Ninety-seven percent of these cases are dismissed before trial, and of those that continue further, only 13 percent result in favorable rulings for inmates, the lowest success rate for any kind of federal civil suit. The claims can be amazingly frivolous. Alfred Wyatt, serving time in New York for attempted robbery, alleges that a recent stay on Rikers Island was so traumatic that he started arguing with his fiancée, who left him; he wants $150,000 in damages. Kenneth Parker, a Nevada inmate sentenced to 15 years for robbery, filed a suit charging that the prison canteen sold him a jar of smooth peanut butter when he wanted chunky; he claimed $5,500 worth of emotional distress. Roy Cleninden, another New York state prisoner, wanted $1 million in compensation for an incident in which a guard let Cleninden’s ice cream melt. (Parker and Cleninden’s cases were both dismissed.)
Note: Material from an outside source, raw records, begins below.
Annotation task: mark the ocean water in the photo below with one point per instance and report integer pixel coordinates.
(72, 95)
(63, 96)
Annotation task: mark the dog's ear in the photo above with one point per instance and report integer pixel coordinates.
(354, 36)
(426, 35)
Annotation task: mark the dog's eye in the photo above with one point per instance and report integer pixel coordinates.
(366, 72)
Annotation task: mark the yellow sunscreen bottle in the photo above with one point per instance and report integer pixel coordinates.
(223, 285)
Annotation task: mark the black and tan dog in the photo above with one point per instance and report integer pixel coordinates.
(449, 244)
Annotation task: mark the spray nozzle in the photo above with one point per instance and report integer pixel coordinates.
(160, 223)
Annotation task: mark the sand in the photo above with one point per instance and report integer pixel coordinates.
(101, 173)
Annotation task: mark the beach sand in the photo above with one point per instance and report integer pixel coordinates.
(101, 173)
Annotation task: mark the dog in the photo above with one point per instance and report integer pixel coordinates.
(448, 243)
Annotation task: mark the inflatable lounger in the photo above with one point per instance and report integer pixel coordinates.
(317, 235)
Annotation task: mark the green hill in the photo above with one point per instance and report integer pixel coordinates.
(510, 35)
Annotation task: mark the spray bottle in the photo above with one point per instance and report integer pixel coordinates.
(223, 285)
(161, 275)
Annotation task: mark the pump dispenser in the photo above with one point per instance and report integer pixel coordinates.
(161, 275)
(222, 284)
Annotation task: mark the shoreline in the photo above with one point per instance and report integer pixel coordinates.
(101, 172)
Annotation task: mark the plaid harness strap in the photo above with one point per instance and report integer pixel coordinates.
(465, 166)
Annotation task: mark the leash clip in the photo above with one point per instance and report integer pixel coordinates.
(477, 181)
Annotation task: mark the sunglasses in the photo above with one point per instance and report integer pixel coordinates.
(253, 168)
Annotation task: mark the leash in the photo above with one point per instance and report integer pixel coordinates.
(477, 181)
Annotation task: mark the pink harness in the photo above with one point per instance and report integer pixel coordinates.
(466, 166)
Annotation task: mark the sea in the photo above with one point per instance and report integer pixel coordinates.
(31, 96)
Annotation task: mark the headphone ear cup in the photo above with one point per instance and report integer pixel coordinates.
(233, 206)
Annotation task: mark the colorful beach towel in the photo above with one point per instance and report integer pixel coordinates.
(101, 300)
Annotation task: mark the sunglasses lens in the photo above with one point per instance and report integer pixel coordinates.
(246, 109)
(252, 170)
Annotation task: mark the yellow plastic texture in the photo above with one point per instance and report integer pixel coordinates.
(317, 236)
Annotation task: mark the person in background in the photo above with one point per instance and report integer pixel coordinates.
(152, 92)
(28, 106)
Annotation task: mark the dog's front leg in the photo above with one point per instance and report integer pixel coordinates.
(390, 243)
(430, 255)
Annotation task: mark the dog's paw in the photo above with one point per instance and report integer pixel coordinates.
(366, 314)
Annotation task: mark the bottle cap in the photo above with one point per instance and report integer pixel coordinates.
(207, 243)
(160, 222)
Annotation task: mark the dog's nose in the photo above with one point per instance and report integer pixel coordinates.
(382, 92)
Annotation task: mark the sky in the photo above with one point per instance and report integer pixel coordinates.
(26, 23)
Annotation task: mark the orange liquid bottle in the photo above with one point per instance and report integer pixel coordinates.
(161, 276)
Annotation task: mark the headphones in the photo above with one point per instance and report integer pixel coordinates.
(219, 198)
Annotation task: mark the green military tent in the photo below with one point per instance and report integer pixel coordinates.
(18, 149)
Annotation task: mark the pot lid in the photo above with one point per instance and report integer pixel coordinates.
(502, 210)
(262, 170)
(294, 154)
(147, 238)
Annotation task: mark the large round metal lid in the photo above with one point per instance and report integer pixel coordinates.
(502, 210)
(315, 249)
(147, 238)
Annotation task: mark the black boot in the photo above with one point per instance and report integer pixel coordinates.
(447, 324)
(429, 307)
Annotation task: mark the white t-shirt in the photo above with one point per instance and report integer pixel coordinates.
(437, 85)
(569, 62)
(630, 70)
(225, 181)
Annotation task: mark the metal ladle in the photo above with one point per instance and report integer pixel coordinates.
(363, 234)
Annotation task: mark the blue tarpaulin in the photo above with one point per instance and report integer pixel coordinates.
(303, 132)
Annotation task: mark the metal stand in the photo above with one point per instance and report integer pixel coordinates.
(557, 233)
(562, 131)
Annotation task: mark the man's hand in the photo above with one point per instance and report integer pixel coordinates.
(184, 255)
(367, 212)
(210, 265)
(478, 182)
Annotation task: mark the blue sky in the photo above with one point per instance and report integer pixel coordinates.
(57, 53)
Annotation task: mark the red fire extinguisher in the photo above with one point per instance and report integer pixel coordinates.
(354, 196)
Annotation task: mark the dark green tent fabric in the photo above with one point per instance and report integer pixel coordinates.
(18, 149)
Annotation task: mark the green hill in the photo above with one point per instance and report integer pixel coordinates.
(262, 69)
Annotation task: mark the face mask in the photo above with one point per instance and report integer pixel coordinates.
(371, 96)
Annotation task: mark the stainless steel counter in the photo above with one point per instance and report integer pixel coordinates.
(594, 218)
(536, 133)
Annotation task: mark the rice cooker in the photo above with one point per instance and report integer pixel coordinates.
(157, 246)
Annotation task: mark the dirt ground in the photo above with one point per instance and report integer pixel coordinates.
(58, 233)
State lawyers and court and corrections officials are trying to figure out a way to weed out frivolous charges while ensuring that prisoners can seek redress for legitimate claims. One possible solution is to set up a prefiling screening procedure for state inmates. The federal prisons already have such a system, in which prisoners must go through an administrative grievance process before they can sue. Another method, in use in northern New York’s federal court district since 1985, is to require inmates to pay a small portion of their prison income as a filing fee; annual prisoner filings have fallen by almost a third since the court started the fee system.